Temel Marksist klasiklerin - Marx, Engels, Lenin, Stalin ve Mao'nun eserlerinin - neredeyse tümünü basma onuru SOL’undur. Kapital’i özet olarak değil, Artı Değer Teorileri de dahil olmak üzere dört cilt halinde basma onuru da SOL’un. 1971'de İlhan'ın kurduğu Onur Yayınları'nın ilk yayını, Haziran 1973'de basılan Charles Darwin'in "İnsanın Türeyişi"dir. Darwin yayını, "Seksüel Seçme" (Nisan 1977) ve "Türlerin Kökeni" ile sürer. Onur daha çok bilimsel alana eğilir.
Bu büyük çabada çevirmenlerin değerli katkısından söz etmeden geçmek olanaksızdır.
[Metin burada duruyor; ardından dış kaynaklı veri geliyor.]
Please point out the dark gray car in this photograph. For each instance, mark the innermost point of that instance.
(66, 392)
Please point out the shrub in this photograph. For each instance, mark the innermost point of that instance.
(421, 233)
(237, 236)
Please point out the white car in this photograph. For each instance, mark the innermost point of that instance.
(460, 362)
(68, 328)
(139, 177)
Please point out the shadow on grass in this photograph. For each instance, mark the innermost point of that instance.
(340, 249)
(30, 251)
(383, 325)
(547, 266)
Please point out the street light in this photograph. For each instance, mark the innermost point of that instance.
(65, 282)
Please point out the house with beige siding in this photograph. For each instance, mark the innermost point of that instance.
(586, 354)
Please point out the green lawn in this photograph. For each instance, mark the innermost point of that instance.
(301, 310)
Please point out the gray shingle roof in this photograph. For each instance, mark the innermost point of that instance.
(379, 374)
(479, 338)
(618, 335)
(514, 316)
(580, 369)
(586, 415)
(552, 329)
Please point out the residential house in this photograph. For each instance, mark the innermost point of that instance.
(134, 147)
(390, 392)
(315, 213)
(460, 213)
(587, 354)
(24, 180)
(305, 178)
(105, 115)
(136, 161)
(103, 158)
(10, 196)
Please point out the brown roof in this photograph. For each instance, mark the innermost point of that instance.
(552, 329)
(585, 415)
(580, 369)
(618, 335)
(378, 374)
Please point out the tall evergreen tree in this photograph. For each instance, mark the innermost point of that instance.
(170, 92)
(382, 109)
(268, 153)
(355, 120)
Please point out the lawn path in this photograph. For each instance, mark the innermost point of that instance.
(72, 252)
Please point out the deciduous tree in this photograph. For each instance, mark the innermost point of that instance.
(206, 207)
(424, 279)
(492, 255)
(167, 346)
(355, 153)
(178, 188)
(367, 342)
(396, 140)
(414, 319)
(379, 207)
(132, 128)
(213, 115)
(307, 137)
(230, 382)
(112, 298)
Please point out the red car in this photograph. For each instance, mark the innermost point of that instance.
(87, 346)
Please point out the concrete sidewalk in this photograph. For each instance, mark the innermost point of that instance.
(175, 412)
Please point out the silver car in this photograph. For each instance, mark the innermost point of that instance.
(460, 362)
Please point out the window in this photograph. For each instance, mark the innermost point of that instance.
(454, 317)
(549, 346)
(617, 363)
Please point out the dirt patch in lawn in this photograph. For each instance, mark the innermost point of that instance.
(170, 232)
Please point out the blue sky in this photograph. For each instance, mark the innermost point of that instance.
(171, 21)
1960 sonrası dönemde diğer sol yayınevlerinin de değerli katkılarıyla, ülke bilimsel sosyalizmin ışığı ile aydınlanır aydınlanmasına ama bu aşk, ülkenin yüz akı binlerce sosyalist, komünist gibi, işkence, tutuklanma, cezaevi gerçeğini taşır Muzaffer ağabey ve Erdost ailesinin yaşamına. 12 Mart’ ta tutuklandığında bir dizi davanın sanığıdır: Yargıtay'da bekleyen beraat almış davalar dahil her birinden TCK'nun 142. maddesi uyarınca 7.5 yıl ceza almıştır ve kesinleşen toplam ceza 45 yıldır.
Ne var ki, Muzaffer ağabey daha fazlasına yazgılıdır. Sermaye sınıfı, emekçi halkın, kendini kurtaracak bilimsel çözüm ve değerlere ulaşmasını her yönteme başvurarak engelleyecek kadar bilinçli olmuştur tarih boyunca.
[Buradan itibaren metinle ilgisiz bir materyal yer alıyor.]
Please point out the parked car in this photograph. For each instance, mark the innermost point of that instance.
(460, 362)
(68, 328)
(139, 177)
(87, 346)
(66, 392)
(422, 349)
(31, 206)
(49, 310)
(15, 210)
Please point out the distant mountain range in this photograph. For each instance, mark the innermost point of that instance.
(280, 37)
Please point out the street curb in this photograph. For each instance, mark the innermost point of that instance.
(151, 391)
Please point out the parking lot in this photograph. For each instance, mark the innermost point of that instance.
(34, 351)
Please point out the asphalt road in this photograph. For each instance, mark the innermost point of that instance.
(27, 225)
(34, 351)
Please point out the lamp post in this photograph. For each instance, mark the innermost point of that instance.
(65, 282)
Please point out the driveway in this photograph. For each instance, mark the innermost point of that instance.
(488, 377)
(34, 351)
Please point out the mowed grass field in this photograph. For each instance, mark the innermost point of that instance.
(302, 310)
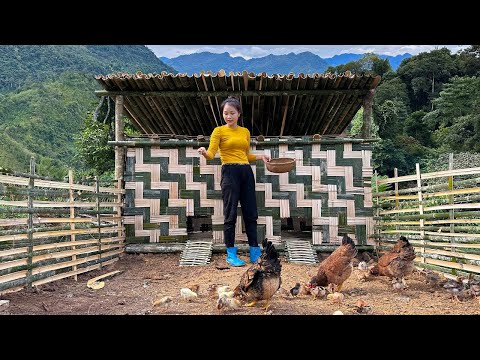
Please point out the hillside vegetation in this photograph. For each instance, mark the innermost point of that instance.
(47, 91)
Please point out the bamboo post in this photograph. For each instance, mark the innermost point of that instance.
(378, 213)
(31, 184)
(450, 202)
(119, 154)
(395, 174)
(420, 208)
(119, 150)
(97, 202)
(72, 216)
(450, 187)
(366, 129)
(120, 232)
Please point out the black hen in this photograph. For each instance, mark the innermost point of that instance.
(262, 279)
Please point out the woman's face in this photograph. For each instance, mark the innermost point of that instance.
(230, 115)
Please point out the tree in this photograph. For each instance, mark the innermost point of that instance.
(425, 74)
(456, 119)
(469, 61)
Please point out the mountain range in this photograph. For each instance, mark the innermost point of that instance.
(305, 62)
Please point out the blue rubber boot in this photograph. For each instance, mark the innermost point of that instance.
(255, 253)
(232, 258)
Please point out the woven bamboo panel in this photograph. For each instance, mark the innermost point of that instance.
(330, 185)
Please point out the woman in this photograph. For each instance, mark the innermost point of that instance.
(238, 182)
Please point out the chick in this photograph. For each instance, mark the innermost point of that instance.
(228, 302)
(336, 297)
(194, 288)
(187, 294)
(398, 284)
(363, 271)
(284, 293)
(318, 292)
(226, 294)
(222, 289)
(295, 290)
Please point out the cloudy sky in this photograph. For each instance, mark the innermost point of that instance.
(324, 51)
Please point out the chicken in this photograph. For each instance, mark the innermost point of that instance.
(363, 271)
(396, 263)
(337, 267)
(294, 291)
(262, 279)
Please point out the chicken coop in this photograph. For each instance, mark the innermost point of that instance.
(173, 193)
Metin’in betimlemesiyle “denizde güneşli çakıl taşları gibi gülen”, kardeşi İlhan’ın, yanıbaşında 12 Eylül cellatlarının elinde can vermesine tanıklık eder. İlhan’dan sonra adına İlhan'ı katar; Arif Damar haklıdır “ben Muzaffer’i kucaklarken öperken/İlhan Erdost’u da/ öpüyorum" derken. Yaşamının sonuna dek bu cinayeti her yerde, her fırsatta haykırarak yaşatır kardeşini.
Kitaplarıyla Yaşamak...
Muzaffer ağabey'in ölüme ilişkin güzel bir yorumunu okudum "2. Yeni Yazıları"nda:
"Son günlerde sık yinelenir oldu...bir insan öldüğü zaman değil, unutulduğu zaman ölür" diye. Bu, yazar söz konusu olduğunda, daha çok kitapları için geçerlidir. O zaman yazar olarak kişinin bedensel kaybı, düşünsel varlığının kaybı olarak algılanmamalı… bedensel olarak kim ölmeyecek ki!" demekte.
O halde kitaplarını ve işlediği konuları tanıtalım kısaca.
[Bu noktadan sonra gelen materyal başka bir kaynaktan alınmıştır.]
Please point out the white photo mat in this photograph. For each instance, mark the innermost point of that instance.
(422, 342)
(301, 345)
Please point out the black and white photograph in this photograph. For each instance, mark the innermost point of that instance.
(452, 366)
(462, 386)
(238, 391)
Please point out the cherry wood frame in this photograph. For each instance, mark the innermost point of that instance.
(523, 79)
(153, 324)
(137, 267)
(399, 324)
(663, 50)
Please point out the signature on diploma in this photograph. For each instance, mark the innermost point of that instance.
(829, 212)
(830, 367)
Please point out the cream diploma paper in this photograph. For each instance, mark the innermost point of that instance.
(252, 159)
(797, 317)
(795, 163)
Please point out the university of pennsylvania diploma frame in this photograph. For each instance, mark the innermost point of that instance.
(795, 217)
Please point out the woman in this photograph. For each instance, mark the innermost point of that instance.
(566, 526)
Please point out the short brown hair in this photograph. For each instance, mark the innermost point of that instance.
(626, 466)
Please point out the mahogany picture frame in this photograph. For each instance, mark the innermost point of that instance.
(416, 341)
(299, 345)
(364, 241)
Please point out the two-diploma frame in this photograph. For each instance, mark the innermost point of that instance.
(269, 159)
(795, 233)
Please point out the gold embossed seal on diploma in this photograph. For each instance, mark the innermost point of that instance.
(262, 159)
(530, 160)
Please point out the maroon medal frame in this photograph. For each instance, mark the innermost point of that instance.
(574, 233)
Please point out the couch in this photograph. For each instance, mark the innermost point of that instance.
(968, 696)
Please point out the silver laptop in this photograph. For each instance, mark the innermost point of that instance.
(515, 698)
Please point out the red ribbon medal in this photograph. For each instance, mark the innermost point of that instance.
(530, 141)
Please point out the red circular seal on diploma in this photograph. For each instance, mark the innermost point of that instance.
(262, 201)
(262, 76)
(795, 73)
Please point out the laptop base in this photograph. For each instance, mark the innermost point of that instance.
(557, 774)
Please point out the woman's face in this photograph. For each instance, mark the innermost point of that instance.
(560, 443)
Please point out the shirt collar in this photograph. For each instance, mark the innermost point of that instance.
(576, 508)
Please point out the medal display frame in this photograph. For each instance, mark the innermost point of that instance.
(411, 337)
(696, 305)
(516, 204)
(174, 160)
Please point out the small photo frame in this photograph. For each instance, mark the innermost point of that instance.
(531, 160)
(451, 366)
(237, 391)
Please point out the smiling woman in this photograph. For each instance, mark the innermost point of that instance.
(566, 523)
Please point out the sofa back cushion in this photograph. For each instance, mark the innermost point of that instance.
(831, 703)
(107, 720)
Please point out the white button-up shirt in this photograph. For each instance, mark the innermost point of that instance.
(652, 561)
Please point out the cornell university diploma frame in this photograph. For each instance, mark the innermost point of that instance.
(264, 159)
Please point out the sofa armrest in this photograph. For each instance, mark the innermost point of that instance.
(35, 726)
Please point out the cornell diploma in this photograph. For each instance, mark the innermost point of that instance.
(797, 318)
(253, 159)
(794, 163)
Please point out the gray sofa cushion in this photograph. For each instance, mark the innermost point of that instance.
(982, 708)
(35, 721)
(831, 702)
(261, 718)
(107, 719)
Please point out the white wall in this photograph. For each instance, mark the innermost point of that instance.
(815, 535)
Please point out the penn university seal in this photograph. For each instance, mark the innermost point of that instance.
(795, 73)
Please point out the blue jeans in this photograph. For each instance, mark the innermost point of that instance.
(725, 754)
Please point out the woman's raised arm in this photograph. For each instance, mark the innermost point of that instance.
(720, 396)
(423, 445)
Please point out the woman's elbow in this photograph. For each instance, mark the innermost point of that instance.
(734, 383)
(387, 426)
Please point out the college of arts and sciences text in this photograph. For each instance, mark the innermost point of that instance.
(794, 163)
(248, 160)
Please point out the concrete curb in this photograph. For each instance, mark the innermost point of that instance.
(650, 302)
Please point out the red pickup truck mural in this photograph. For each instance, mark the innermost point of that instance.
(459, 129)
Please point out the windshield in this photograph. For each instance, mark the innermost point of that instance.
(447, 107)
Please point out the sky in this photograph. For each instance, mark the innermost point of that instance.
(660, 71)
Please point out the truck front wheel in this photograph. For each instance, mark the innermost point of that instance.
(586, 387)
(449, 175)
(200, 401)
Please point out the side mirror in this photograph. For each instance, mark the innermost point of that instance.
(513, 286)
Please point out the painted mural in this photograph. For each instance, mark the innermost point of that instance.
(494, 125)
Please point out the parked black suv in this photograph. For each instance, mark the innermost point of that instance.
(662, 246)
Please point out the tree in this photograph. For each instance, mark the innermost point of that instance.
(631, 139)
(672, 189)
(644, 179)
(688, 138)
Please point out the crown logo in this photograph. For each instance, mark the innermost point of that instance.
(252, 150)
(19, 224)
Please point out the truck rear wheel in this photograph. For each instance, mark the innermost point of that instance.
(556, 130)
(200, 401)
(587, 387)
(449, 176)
Muzaffer ağabeyin, çoğu 12 Eylül sonrasında yazılmış, 30’a yakın eseri bulunmaktadır. Bilimsel sosyalizmin klasiklerini ve tanıtıcı kitapları topluma kazandırmayı yüklenirken Marksizmin yöntemini de ülkenin güncel, can alıcı sorunlarına uygular. Ona göre, "Marksizmi mumya inceler gibi incelemek ya da Marx' ın eğrisini doğrusunu bulmak" sorunu değildir devrimcinin sorunu. O, önündeki sorunu çözmek ve geleceği kazanmak zorundadır. Bu nedenle der Erdost "Ben, çalışmalarımı, genel anlamda, okura, bilimsel sosyalizmin öğrenilmesinin olanağını sağlamaya ve ikincisi Türkiye'nin sorunlarının bilimsel sosyalist açıdan çözümlenmesine ayırdım."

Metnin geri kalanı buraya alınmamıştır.